After losing all but two quarters of his sophomore season due to a broken ankle, Davis posted 48 catches for 872 yards and 10 touchdowns last season, including 154 yards on 8 catches in Central’s loss to Monona Grove in the second round of the playoffs. He was a first-team All-MVC and All-Tribune selection, along with earning WFCA all-state honorable mention.
He’s a player that draws the attention of the defense on every play, a distinction that he says motivates him to give even more effort.
“It just means I have to put it in an extra gear and go harder, run harder routes,” he said.
Davis isn’t alone as a weapon in the Red Raiders’ offense.

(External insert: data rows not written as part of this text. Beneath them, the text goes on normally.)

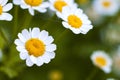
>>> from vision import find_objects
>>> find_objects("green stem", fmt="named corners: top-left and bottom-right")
top-left (55, 29), bottom-right (68, 43)
top-left (41, 15), bottom-right (56, 29)
top-left (0, 27), bottom-right (9, 44)
top-left (21, 14), bottom-right (32, 28)
top-left (13, 6), bottom-right (18, 36)
top-left (86, 67), bottom-right (98, 80)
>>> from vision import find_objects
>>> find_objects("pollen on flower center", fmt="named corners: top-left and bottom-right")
top-left (102, 1), bottom-right (111, 8)
top-left (0, 5), bottom-right (3, 15)
top-left (68, 15), bottom-right (82, 28)
top-left (54, 0), bottom-right (67, 12)
top-left (24, 0), bottom-right (42, 6)
top-left (25, 38), bottom-right (45, 57)
top-left (95, 57), bottom-right (106, 67)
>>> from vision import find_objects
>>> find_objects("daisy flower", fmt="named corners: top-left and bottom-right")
top-left (0, 0), bottom-right (13, 21)
top-left (93, 0), bottom-right (119, 15)
top-left (13, 0), bottom-right (49, 15)
top-left (49, 0), bottom-right (77, 17)
top-left (91, 51), bottom-right (112, 73)
top-left (15, 28), bottom-right (56, 66)
top-left (59, 6), bottom-right (93, 34)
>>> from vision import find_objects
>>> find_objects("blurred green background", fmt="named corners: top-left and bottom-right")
top-left (0, 0), bottom-right (120, 80)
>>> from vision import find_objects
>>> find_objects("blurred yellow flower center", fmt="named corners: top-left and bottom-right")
top-left (79, 0), bottom-right (88, 4)
top-left (95, 57), bottom-right (106, 67)
top-left (25, 38), bottom-right (45, 57)
top-left (102, 1), bottom-right (111, 8)
top-left (24, 0), bottom-right (42, 6)
top-left (68, 15), bottom-right (82, 28)
top-left (54, 0), bottom-right (67, 12)
top-left (0, 5), bottom-right (3, 15)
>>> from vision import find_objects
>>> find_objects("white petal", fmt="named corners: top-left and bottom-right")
top-left (32, 28), bottom-right (40, 38)
top-left (102, 66), bottom-right (111, 73)
top-left (39, 30), bottom-right (48, 41)
top-left (13, 0), bottom-right (21, 5)
top-left (46, 44), bottom-right (56, 52)
top-left (0, 13), bottom-right (13, 21)
top-left (20, 52), bottom-right (28, 60)
top-left (26, 57), bottom-right (34, 67)
top-left (62, 21), bottom-right (69, 28)
top-left (47, 52), bottom-right (55, 59)
top-left (30, 55), bottom-right (37, 63)
top-left (40, 2), bottom-right (49, 8)
top-left (18, 33), bottom-right (26, 43)
top-left (22, 29), bottom-right (31, 40)
top-left (0, 0), bottom-right (3, 4)
top-left (42, 53), bottom-right (50, 63)
top-left (3, 3), bottom-right (13, 12)
top-left (20, 3), bottom-right (29, 9)
top-left (36, 8), bottom-right (47, 13)
top-left (36, 57), bottom-right (44, 66)
top-left (14, 39), bottom-right (24, 46)
top-left (44, 36), bottom-right (54, 45)
top-left (1, 0), bottom-right (8, 6)
top-left (28, 8), bottom-right (34, 16)
top-left (16, 46), bottom-right (27, 52)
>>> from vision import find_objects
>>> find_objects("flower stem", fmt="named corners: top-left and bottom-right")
top-left (13, 6), bottom-right (18, 36)
top-left (55, 29), bottom-right (68, 42)
top-left (86, 67), bottom-right (98, 80)
top-left (0, 27), bottom-right (9, 45)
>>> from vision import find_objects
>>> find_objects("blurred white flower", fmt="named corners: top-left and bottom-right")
top-left (113, 46), bottom-right (120, 76)
top-left (90, 51), bottom-right (112, 73)
top-left (0, 0), bottom-right (13, 21)
top-left (93, 0), bottom-right (120, 15)
top-left (13, 0), bottom-right (49, 15)
top-left (49, 0), bottom-right (77, 17)
top-left (59, 6), bottom-right (93, 34)
top-left (15, 28), bottom-right (56, 66)
top-left (106, 78), bottom-right (116, 80)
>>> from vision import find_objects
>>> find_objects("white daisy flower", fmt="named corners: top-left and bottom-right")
top-left (0, 0), bottom-right (13, 21)
top-left (91, 51), bottom-right (112, 73)
top-left (15, 28), bottom-right (56, 66)
top-left (49, 0), bottom-right (77, 17)
top-left (13, 0), bottom-right (49, 15)
top-left (59, 6), bottom-right (93, 34)
top-left (93, 0), bottom-right (119, 15)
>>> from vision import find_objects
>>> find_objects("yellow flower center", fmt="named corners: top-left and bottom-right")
top-left (24, 0), bottom-right (42, 6)
top-left (68, 15), bottom-right (82, 28)
top-left (102, 1), bottom-right (111, 8)
top-left (54, 0), bottom-right (67, 12)
top-left (25, 38), bottom-right (45, 57)
top-left (0, 5), bottom-right (3, 15)
top-left (79, 0), bottom-right (88, 4)
top-left (95, 57), bottom-right (107, 67)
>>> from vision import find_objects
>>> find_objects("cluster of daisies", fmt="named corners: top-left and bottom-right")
top-left (0, 0), bottom-right (115, 73)
top-left (93, 0), bottom-right (120, 16)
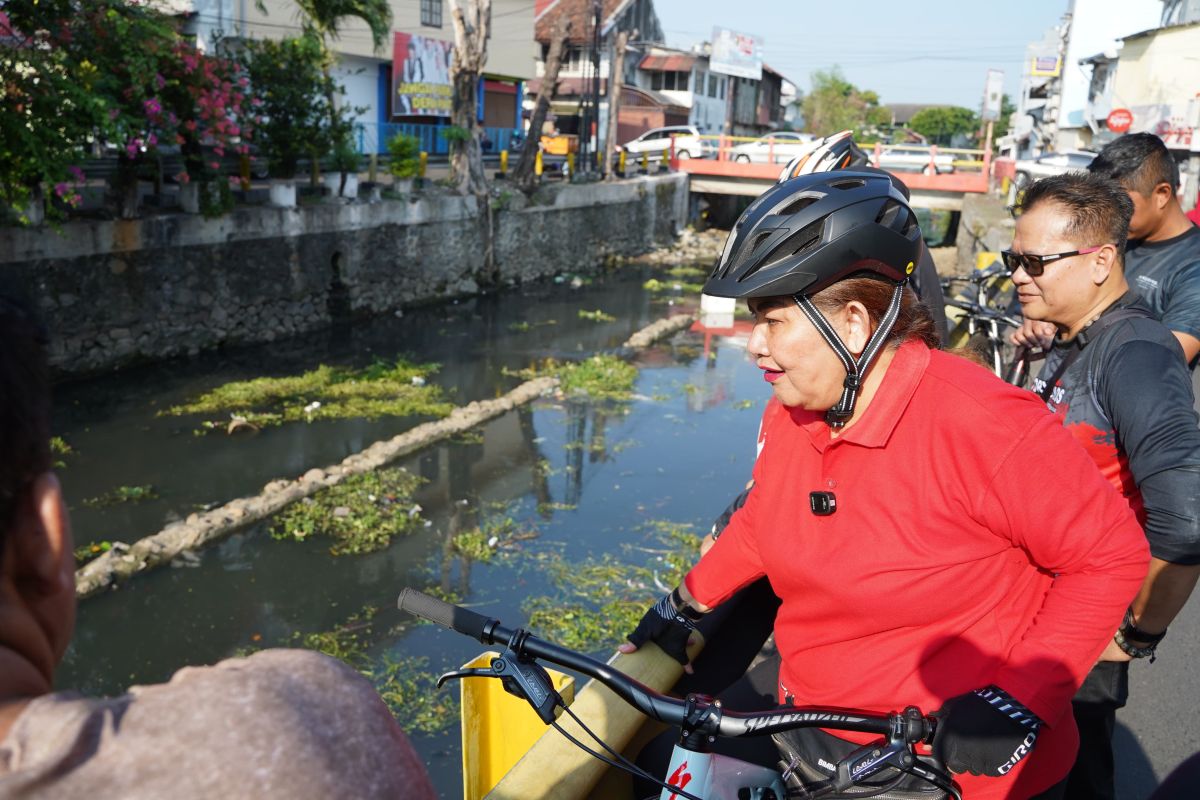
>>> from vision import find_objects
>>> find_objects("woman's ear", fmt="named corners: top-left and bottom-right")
top-left (841, 300), bottom-right (871, 356)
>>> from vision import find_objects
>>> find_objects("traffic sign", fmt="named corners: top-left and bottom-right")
top-left (1108, 108), bottom-right (1133, 133)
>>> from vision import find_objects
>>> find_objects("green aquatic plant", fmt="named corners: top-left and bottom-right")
top-left (74, 542), bottom-right (113, 567)
top-left (50, 437), bottom-right (74, 469)
top-left (160, 359), bottom-right (454, 431)
top-left (580, 308), bottom-right (617, 323)
top-left (83, 483), bottom-right (158, 509)
top-left (450, 517), bottom-right (538, 564)
top-left (270, 468), bottom-right (425, 555)
top-left (523, 521), bottom-right (700, 652)
top-left (667, 264), bottom-right (708, 278)
top-left (642, 278), bottom-right (704, 294)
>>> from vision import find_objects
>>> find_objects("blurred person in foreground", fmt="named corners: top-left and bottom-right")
top-left (0, 289), bottom-right (434, 800)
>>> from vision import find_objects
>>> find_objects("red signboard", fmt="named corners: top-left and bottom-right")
top-left (1108, 108), bottom-right (1133, 133)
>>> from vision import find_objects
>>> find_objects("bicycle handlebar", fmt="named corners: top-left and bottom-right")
top-left (397, 588), bottom-right (937, 745)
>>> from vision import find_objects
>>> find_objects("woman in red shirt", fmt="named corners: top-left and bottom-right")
top-left (623, 170), bottom-right (1148, 800)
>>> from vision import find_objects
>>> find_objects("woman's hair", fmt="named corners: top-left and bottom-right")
top-left (812, 277), bottom-right (942, 349)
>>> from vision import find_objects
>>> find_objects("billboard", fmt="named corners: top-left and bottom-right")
top-left (708, 28), bottom-right (762, 80)
top-left (391, 34), bottom-right (454, 116)
top-left (1030, 55), bottom-right (1062, 78)
top-left (980, 70), bottom-right (1004, 122)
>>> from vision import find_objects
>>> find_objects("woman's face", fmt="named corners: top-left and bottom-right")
top-left (746, 296), bottom-right (865, 411)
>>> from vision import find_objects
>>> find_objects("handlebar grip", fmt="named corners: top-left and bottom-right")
top-left (396, 588), bottom-right (494, 644)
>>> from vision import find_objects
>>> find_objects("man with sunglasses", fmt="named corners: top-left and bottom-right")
top-left (1003, 173), bottom-right (1200, 800)
top-left (1013, 133), bottom-right (1200, 368)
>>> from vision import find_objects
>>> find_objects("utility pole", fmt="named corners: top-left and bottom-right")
top-left (580, 0), bottom-right (600, 174)
top-left (604, 30), bottom-right (637, 181)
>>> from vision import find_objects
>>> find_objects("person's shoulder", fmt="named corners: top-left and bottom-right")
top-left (922, 350), bottom-right (1050, 435)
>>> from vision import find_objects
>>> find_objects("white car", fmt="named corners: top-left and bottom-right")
top-left (1014, 150), bottom-right (1096, 188)
top-left (868, 144), bottom-right (954, 175)
top-left (620, 125), bottom-right (708, 158)
top-left (730, 131), bottom-right (820, 164)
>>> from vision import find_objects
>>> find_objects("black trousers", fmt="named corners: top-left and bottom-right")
top-left (1063, 661), bottom-right (1129, 800)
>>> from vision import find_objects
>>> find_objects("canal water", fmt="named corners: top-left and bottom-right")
top-left (55, 267), bottom-right (769, 798)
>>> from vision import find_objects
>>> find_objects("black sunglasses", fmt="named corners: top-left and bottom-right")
top-left (1000, 245), bottom-right (1104, 278)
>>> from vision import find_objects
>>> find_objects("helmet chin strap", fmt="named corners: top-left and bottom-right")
top-left (792, 283), bottom-right (904, 428)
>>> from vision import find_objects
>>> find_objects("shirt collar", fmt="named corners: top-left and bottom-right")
top-left (788, 339), bottom-right (930, 452)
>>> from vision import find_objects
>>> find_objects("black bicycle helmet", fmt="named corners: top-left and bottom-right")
top-left (704, 170), bottom-right (920, 297)
top-left (704, 170), bottom-right (922, 427)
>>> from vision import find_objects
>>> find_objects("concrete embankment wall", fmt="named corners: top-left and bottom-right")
top-left (0, 175), bottom-right (688, 374)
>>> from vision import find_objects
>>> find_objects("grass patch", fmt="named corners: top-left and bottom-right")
top-left (523, 521), bottom-right (700, 654)
top-left (509, 319), bottom-right (558, 333)
top-left (642, 278), bottom-right (704, 294)
top-left (271, 468), bottom-right (425, 555)
top-left (74, 542), bottom-right (113, 567)
top-left (504, 355), bottom-right (637, 401)
top-left (667, 265), bottom-right (709, 278)
top-left (270, 607), bottom-right (458, 735)
top-left (161, 359), bottom-right (454, 431)
top-left (450, 517), bottom-right (538, 564)
top-left (83, 483), bottom-right (158, 509)
top-left (50, 437), bottom-right (74, 469)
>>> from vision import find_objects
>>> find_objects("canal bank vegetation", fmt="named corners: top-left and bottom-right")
top-left (271, 468), bottom-right (425, 555)
top-left (161, 359), bottom-right (454, 433)
top-left (505, 355), bottom-right (637, 401)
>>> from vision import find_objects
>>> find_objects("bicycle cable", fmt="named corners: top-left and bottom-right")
top-left (550, 705), bottom-right (703, 800)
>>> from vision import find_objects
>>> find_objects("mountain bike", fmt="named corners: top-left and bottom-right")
top-left (397, 589), bottom-right (962, 800)
top-left (942, 261), bottom-right (1024, 385)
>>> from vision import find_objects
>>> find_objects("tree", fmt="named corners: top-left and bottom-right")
top-left (512, 14), bottom-right (571, 194)
top-left (802, 66), bottom-right (889, 136)
top-left (450, 0), bottom-right (492, 198)
top-left (908, 106), bottom-right (979, 145)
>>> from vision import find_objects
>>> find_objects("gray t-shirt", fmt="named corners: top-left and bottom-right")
top-left (1126, 225), bottom-right (1200, 339)
top-left (0, 650), bottom-right (434, 800)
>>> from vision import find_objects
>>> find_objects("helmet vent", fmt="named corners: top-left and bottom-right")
top-left (776, 194), bottom-right (821, 216)
top-left (829, 178), bottom-right (866, 192)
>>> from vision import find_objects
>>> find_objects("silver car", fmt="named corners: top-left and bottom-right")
top-left (1013, 150), bottom-right (1096, 190)
top-left (730, 131), bottom-right (818, 164)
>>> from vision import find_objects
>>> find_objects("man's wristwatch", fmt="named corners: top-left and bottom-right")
top-left (1112, 608), bottom-right (1166, 663)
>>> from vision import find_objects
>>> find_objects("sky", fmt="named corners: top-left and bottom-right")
top-left (654, 0), bottom-right (1068, 109)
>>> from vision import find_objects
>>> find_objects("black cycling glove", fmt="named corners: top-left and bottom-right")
top-left (934, 686), bottom-right (1042, 777)
top-left (626, 589), bottom-right (703, 664)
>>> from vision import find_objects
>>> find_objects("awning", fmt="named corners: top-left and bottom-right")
top-left (637, 53), bottom-right (696, 72)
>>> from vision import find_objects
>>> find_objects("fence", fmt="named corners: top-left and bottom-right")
top-left (355, 122), bottom-right (518, 156)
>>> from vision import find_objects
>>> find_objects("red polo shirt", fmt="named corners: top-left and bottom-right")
top-left (686, 342), bottom-right (1148, 800)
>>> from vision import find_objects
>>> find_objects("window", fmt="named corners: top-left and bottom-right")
top-left (421, 0), bottom-right (442, 28)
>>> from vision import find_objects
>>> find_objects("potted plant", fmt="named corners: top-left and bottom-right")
top-left (388, 133), bottom-right (421, 194)
top-left (325, 136), bottom-right (361, 200)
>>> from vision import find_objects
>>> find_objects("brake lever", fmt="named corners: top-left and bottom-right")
top-left (438, 648), bottom-right (566, 724)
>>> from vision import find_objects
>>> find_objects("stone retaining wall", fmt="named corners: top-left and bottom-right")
top-left (0, 175), bottom-right (688, 374)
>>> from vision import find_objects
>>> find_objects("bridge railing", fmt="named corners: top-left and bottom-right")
top-left (668, 134), bottom-right (991, 175)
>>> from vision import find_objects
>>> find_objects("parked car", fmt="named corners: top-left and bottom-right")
top-left (620, 125), bottom-right (708, 158)
top-left (1013, 150), bottom-right (1096, 188)
top-left (730, 131), bottom-right (818, 164)
top-left (878, 144), bottom-right (954, 175)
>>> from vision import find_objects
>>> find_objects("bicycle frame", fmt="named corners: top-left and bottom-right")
top-left (397, 589), bottom-right (961, 800)
top-left (659, 745), bottom-right (787, 800)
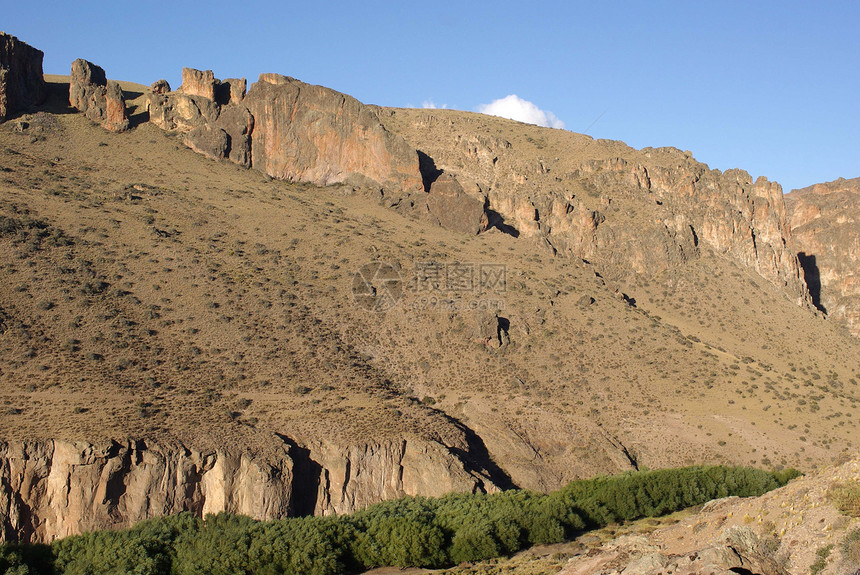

Johnny Davis is arguably the best dual-threat quarterback in the area and one of the best in the state. Peter Fleming is primed to take over as the lead running back after a strong season. And Terrance Thompson, a Division I basketball prospect who stands 6-7, has joined the team for the first time since enrolling at Central.
“I think our receiving corps is going to be really good this year,” Jordan Davis said. “And we’ve got Peter Fleming at running back, and Johnny back there at QB, so he can either run the ball or throw the ball. I think we’ll be a good threat.”
When news broke of the Davis twins agreeing to scholarships with the Badgers, there was chatter regarding if they’d play football for Central this season. But Jordan brushed it off on Tuesday.
“It’s probably going to be my last time playing football at an organized, high level,” he said. “I just want to play.”